7. 37 (dd, J = 4. 8,8. OHz, 1H), 8. 04 (dd, J = L 6,4. 4Hz, 1H). Mass spectrum m / z:. 330 94 [M + H, 35C1,35Cl], 332. 92 [M + H, 35Cl, 37Cl].

  1_5,3_ [(IR) -I- (2,6_ two gas -3- gas phenyl) ethoxy] -2_ atmosphere based grant given P

 

Figure CN101851237BD00252

to take steps 1-4 to get the 3 – [(lR) _l- (2,6_ dichloro-3-fluorophenyl) ethoxy] -2_ nitro than Li Jie (2. 649g, 8mmol) was dissolved in ethanol (15mL) was added iron powder (3. 575g, 64mmol) were mixed under nitrogen with vigorous stirring at 90 ° C oil bath, was added via syringe 0.8mL IM HCl (aq), after 10 minutes, was added 0. 8mL IMHCl (aq). Stirring was continued for 30 minutes, TLC showed the reaction. Cooled to room temperature, filtered through Celite, the filter residue washed with ethanol (3X IOmL). The combined organic phase was removed by rotary evaporation of the solvent gave the desired product as a light brown solid (2. 41g, yield: 100%) o 1H-Nmr (Cdci3JOOmHz): 8 (ppm) I. 81 (d, J = 6. 8Hz, 3H ), 5. 03 (s, br, 2H), 6. 01 (q, J = 6. 8Hz, 1H), 6. 47 (dd, J = 4. 8,7. 6Hz, 1H), 6. 70 (d, J = 8. OHz, 1H), 7. 05 (t, J = 8. 8Hz, 1H), 7. 28 (dd, J = 4. 0,8. 0Hz, 1H), 7. 57 ( d, J = 5.2Hz, lH). Mass spectrum m / z:. 301 00 [M + H, 35Cl, 35Cl], 302. 77 [M + H, 35Cl, 37Cl].

  l-6,5_ desert _3_ [(IR) -I- (2,6_ two gas -3- gas phenyl) ethoxy] -2_ atmosphere base than Li Jie

 

Figure CN101851237BD00261

The steps 1-5 obtained 3_ [(IR) -I- (2,6_ two gas _3_ gas phenyl) ethoxy] -2-yl atmosphere than Li Jie (1.506g, 5mmol) dissolved in acetonitrile (20mL) in.
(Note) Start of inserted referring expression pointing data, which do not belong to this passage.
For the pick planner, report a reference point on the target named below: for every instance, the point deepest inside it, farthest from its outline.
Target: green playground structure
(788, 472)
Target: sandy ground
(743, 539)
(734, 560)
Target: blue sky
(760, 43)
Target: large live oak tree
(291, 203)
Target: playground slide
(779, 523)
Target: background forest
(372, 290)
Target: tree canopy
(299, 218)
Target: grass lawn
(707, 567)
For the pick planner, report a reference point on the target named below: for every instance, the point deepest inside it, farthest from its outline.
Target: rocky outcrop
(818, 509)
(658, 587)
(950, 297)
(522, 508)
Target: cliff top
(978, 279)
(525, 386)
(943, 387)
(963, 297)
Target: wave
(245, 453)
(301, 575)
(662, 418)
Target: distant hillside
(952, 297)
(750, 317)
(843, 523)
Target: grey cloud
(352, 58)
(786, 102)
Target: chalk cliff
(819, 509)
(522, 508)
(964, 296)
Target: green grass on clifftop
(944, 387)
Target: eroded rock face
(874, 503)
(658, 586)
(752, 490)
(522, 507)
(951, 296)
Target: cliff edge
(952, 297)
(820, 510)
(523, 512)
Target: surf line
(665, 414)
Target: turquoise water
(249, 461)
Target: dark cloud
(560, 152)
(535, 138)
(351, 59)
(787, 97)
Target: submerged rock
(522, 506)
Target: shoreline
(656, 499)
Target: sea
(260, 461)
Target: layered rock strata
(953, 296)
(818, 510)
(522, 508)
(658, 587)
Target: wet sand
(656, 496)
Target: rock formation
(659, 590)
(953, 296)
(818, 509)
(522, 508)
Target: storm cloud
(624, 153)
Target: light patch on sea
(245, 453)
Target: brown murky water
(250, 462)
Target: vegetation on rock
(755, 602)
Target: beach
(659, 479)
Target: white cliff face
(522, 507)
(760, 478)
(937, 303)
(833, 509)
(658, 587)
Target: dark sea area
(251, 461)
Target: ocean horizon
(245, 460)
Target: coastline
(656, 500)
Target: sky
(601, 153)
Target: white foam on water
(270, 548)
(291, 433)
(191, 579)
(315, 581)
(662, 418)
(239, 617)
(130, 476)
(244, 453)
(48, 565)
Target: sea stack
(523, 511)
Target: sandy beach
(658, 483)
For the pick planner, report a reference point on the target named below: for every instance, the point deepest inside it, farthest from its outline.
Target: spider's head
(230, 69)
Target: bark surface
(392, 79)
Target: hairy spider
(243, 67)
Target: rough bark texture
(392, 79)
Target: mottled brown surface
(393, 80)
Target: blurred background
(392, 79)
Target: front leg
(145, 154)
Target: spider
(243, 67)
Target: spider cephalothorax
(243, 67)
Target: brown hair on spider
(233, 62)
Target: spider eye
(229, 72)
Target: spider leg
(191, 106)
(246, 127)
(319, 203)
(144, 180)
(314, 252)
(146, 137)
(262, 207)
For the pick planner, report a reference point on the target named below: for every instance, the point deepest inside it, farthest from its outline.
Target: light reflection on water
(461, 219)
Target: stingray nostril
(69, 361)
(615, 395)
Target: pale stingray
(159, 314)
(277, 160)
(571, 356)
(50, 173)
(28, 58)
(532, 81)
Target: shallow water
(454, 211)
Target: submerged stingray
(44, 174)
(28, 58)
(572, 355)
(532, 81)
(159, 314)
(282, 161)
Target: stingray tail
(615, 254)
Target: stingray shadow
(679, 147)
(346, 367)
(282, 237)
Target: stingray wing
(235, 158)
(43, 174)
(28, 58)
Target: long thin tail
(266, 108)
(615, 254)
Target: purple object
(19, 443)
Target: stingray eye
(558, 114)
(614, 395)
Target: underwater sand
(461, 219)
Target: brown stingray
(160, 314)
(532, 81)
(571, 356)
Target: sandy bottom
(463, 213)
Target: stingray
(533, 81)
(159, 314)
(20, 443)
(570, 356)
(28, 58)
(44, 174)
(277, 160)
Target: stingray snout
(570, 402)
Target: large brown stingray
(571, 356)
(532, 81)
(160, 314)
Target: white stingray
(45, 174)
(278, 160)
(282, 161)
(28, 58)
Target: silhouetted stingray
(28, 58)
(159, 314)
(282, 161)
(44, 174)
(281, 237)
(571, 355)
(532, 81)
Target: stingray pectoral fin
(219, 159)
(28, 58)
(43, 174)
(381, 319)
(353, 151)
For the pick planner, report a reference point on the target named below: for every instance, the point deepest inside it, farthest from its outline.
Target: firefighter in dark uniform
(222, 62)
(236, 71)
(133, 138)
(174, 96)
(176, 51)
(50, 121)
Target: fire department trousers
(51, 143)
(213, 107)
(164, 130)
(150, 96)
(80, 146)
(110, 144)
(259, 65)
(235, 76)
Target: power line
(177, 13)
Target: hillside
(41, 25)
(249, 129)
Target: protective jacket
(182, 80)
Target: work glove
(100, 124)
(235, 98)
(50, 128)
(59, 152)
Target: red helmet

Then, at 0 ° C and the degree of stirring in added portionwise N- bromosuccinimide (0.908g, 5. Lmmol), After the addition, stirring was continued for 30 minutes. The solvent was removed by rotary evaporation, the crude product was obtained as a white solid was the desired product (1.045g, yield: 55%) was purified by column chromatography on silica gel. 1H-NMR (⑶Cl3,500MHz): 8 (ppm) I. 81 (d, J = 6. 8Hz, 3H), 4 85 (s, br, 2H), 6 98 (q, J = 6. 8Hz.. , 1H), 6. 82 (d, J =

2. 0Hz, 1H), 7. 08 (t, J = 8. 4Hz, 1H), 7. 31 (dd, J = 4. 8,8. 8Hz, 1H), 7. 65 (d, J = 2 . OHz, 1H). Mass spectrum m / z:… 378 84 [M + H, 35Cl, 35Cl, 79Br], 380 82 [M + H, 35Cl, 35Cl, 81Br or 35Cl, 37Cl, 79Br], 382 80 [M + H, 35Cl , 37Cl, 81Bror 37Cl, 37Cl, 79Br].

Step 2, I ‘- methyl-5- (4,4,5,5-tetramethyl -I, 3,2- dioxolane boron-2-yl) spiro [indoline Spray – 3,4 ‘- piperidin] -2_ one

 

Figure CN101851237BD00262

  2-1,5- bromo -I ‘- methyl-spiro [indoline-3,4’ – piperidin] _2_ one

 

Figure CN101851237BD00263

[0300] 5-bromo – indol-2-one (I. 272g, 6mmol) was suspended THF (15mL) at, and cooled to -78 ° C, added dropwise with stirring IM NaN (SiMe3) THF solution of 2 (30mL, 30mmol). After the addition was stirred at _78 ° C 30 min, then 2-chloro -N- (2- chloro-ethyl) -N- methyl-ethylamine hydrochloride solid (I. 155g, 6mmol). After the addition stirring was continued for 30 minutes, then warmed to room temperature and stirred for two days. TLC showed the reaction was completed, to the pink suspension was carefully added aqueous 4M hydrochloric acid (IOmL), and then adjusted with concentrated aqueous ammonia to pH ^ 9, and extracted with DCM (3 X 80mL). The organic phases were combined, dried (Na2SO4), and concentrated to give the crude product was purified by silica gel column chromatography (7M NH3 in methanol solution / DCM: 5/95) to give the desired product (I. 38g, yield: 78%) was purified. 1H-NMR (CD3ODjOOMHz):. 8 (ppm) I. 86-1 92 (m, 2H), I 94-1 98 (m, 2H), 2 44 (s, 3H), 2 62-…. 2. 68 (m, 2H), 2. 86-2. 91 (m, 2H), 6. 76 (d, J = 7. 6Hz, 1H), 7. 33 (dd, J = I. 2,7 . 6Hz, 1H), 7. 44 (d, J = I. 6Hz, 1H), 7. 81 (s, br, 1H). Mass spectrum m / z:. 294 99 [M + H, 79Br], 296 82 [M + H, 81Br]..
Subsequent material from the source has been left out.